= Pact of Liberal Democrats =

Political party

The Pact of Liberal Democrats (Patto dei Liberaldemocratici), also called Segni-Scognamiglio Pact (Patto Segni-Scognamiglio), was a liberal and Christian-democratic Italian political party.

It was conceived in 2003 by Mario Segni, Carlo Scognamiglio Pasini (ex-PLI, ex-PL, ex-FI, ex-UDR, ex-UpR, ex-FdL and ex-DE) and Michele Cossa (leader of the Sardinian Reformers), as a centrist party alternative to the centre-left. The party is aimed at changing Italian political system and especially Italian centre-right, which is perceived by its leaders as populist under the leadership of Silvio Berlusconi. The party is basically the continuation of the late Patto Segni.

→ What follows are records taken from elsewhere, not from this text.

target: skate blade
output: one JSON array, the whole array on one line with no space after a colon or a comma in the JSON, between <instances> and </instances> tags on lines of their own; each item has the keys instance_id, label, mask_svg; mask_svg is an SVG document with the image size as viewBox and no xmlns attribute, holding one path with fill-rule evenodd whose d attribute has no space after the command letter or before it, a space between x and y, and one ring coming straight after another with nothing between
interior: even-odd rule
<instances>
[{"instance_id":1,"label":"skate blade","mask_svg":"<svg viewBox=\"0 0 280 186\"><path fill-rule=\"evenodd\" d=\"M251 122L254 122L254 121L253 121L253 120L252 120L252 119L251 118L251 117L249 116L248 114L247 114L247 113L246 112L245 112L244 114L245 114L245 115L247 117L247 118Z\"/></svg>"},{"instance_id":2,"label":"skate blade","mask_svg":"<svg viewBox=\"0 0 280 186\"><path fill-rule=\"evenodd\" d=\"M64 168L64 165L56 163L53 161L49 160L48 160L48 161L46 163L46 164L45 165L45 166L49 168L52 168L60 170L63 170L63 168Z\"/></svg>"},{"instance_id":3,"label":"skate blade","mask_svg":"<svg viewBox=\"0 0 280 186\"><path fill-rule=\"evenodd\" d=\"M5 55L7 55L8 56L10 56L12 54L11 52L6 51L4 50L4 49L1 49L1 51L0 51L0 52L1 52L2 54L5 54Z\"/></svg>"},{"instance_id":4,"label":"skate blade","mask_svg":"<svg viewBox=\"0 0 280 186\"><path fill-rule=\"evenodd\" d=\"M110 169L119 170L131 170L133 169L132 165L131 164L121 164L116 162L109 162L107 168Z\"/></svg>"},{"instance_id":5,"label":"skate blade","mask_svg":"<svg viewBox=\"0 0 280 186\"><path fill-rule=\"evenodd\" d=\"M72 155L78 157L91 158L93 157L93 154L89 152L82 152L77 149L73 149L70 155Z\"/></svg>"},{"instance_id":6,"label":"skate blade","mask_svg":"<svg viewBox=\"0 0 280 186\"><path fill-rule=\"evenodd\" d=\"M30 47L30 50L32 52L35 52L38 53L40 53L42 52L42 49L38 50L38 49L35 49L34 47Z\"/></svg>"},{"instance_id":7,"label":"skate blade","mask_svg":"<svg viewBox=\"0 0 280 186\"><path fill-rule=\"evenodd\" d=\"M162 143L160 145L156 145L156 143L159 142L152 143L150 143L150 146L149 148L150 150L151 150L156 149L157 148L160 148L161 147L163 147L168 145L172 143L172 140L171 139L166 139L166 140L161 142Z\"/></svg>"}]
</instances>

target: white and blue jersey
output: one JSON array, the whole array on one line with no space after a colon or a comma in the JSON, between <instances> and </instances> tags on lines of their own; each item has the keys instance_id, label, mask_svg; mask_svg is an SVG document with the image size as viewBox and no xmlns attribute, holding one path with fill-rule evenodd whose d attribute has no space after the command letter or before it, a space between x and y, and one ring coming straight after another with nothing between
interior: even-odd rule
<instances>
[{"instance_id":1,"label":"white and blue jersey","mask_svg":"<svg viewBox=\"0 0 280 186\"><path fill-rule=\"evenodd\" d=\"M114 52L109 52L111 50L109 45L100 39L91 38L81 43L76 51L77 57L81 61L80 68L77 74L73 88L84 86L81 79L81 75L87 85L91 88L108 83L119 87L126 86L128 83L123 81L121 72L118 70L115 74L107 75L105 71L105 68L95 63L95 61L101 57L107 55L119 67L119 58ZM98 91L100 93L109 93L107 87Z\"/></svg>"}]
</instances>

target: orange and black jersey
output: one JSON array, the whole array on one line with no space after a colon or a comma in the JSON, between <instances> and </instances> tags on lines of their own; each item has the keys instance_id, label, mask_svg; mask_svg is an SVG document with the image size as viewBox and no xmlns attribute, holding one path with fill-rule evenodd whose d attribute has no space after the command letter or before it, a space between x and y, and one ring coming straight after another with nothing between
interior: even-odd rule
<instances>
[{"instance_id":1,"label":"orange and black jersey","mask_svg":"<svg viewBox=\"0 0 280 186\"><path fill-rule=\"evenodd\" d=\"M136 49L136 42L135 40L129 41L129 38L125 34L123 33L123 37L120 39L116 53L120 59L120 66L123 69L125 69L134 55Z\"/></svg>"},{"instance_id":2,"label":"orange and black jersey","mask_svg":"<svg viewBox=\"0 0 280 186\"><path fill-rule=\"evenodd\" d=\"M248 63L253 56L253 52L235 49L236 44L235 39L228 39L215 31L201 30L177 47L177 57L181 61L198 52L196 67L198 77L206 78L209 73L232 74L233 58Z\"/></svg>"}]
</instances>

Segni and Scognamiglio launched PLD in time for contesting the 2004 European Parliament election, in which they hoped to attract many disgruntled centre-right voters. Instead PLD scored only 0.5% (7.4% in Sardinia, where its regional division, the Sardinian Reformers, is aligned with the House of Freedoms).

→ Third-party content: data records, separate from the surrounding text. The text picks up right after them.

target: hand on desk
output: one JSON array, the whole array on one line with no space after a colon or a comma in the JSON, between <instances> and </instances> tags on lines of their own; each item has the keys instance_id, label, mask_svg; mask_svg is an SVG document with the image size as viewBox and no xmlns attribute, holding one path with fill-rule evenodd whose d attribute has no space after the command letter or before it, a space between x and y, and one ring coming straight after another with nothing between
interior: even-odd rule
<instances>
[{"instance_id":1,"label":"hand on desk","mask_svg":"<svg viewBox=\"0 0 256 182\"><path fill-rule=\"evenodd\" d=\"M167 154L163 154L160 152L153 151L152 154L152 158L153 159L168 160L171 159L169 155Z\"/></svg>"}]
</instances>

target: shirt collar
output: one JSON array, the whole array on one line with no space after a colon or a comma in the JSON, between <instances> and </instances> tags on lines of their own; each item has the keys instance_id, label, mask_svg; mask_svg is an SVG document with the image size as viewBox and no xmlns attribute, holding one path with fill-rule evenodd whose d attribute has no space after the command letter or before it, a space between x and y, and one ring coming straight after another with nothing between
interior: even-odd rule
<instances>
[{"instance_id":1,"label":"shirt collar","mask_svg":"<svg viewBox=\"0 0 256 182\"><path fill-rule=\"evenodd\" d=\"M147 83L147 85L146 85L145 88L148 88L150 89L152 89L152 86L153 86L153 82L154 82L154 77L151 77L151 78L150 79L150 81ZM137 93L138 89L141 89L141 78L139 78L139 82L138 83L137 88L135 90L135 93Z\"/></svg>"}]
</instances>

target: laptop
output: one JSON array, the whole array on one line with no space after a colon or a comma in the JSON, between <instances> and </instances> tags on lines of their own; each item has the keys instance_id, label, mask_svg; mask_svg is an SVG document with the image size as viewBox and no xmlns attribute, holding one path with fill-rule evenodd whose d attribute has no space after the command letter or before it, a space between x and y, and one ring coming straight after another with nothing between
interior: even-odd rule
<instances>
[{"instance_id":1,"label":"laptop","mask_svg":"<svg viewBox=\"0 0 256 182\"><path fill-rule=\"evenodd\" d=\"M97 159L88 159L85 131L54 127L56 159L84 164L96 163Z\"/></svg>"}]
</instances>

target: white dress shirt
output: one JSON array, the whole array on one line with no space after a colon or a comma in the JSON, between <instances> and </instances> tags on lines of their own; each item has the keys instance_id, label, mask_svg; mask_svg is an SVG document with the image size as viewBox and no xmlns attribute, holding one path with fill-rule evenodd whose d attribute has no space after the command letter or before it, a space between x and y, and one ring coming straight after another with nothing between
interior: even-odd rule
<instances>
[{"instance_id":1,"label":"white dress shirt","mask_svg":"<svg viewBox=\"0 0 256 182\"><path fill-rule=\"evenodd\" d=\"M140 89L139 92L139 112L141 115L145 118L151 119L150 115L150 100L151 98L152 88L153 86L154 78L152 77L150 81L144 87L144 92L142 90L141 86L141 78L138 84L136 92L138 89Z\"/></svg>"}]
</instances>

After that the centre-right decided again to rally behind Berlusconi, Segni and Scognamiglio decided not to present their list for the 2006 general election, in which Berlusconi's Forza Italia scored 23.7% and the Sardinian Reformers elected a Senator, Massimo Fantola, in UDC list. Segni and supporters opposed the 2006 Constitutional Referendum.

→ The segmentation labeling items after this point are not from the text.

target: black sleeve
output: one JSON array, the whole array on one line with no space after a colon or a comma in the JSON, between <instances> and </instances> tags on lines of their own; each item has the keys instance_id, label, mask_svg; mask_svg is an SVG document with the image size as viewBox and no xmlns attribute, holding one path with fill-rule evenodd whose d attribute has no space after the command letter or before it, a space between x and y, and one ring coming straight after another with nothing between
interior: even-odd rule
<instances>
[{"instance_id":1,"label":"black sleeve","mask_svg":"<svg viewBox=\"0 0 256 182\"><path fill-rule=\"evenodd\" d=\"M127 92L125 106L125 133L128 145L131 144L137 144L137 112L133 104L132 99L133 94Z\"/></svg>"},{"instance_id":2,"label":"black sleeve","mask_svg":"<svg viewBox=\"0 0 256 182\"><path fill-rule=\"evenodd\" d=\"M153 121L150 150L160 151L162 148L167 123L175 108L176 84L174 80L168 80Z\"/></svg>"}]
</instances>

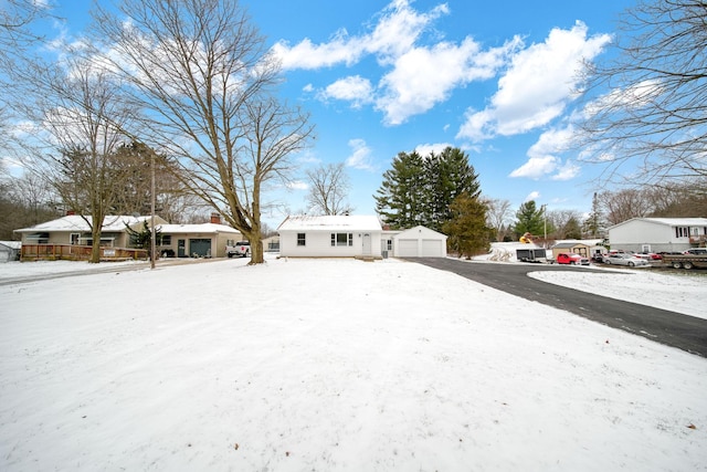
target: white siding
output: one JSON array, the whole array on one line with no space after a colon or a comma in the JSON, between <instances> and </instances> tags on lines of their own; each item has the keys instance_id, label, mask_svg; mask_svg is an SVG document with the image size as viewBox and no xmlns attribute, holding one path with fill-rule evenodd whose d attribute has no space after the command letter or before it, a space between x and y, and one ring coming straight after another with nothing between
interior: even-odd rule
<instances>
[{"instance_id":1,"label":"white siding","mask_svg":"<svg viewBox=\"0 0 707 472\"><path fill-rule=\"evenodd\" d=\"M676 228L697 228L698 234L704 219L635 218L609 229L612 249L642 251L650 245L652 251L683 251L690 247L689 234L676 234Z\"/></svg>"},{"instance_id":2,"label":"white siding","mask_svg":"<svg viewBox=\"0 0 707 472\"><path fill-rule=\"evenodd\" d=\"M399 239L397 249L398 249L398 252L395 253L395 255L399 258L416 258L418 240L416 239Z\"/></svg>"},{"instance_id":3,"label":"white siding","mask_svg":"<svg viewBox=\"0 0 707 472\"><path fill-rule=\"evenodd\" d=\"M422 256L423 258L442 258L442 241L439 239L423 239L422 240Z\"/></svg>"},{"instance_id":4,"label":"white siding","mask_svg":"<svg viewBox=\"0 0 707 472\"><path fill-rule=\"evenodd\" d=\"M352 245L331 245L333 232L352 234ZM297 234L305 234L305 245L297 245ZM354 258L363 254L363 234L370 234L370 255L380 256L380 231L279 231L279 254L291 258Z\"/></svg>"}]
</instances>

In early 2007 Segni became Coordinator of the Promoting Committee of the Electoral Referendum, led by Giovanni Guzzetta. This would place Segni alongside politicians such as Gianni Alemanno, Angelino Alfano, Mercedes Bresso, Riccardo Illy, Renato Brunetta, Antonio Martino, Giovanna Melandri, Arturo Parisi, Daniele Capezzone, Stefania Prestigiacomo, Gaetano Quagliariello, and Giorgio Tonini in the fight for a majority based electoral system. On July 24 of 2007 Segni handed over 800,000 signatures to the Court of Cassation for the presentation of the Electoral Referendum. The referendum, which took place on 21–22 June 2009, did not reach the required quorum. After the failure of the referendum, Segni left parliamentary politics.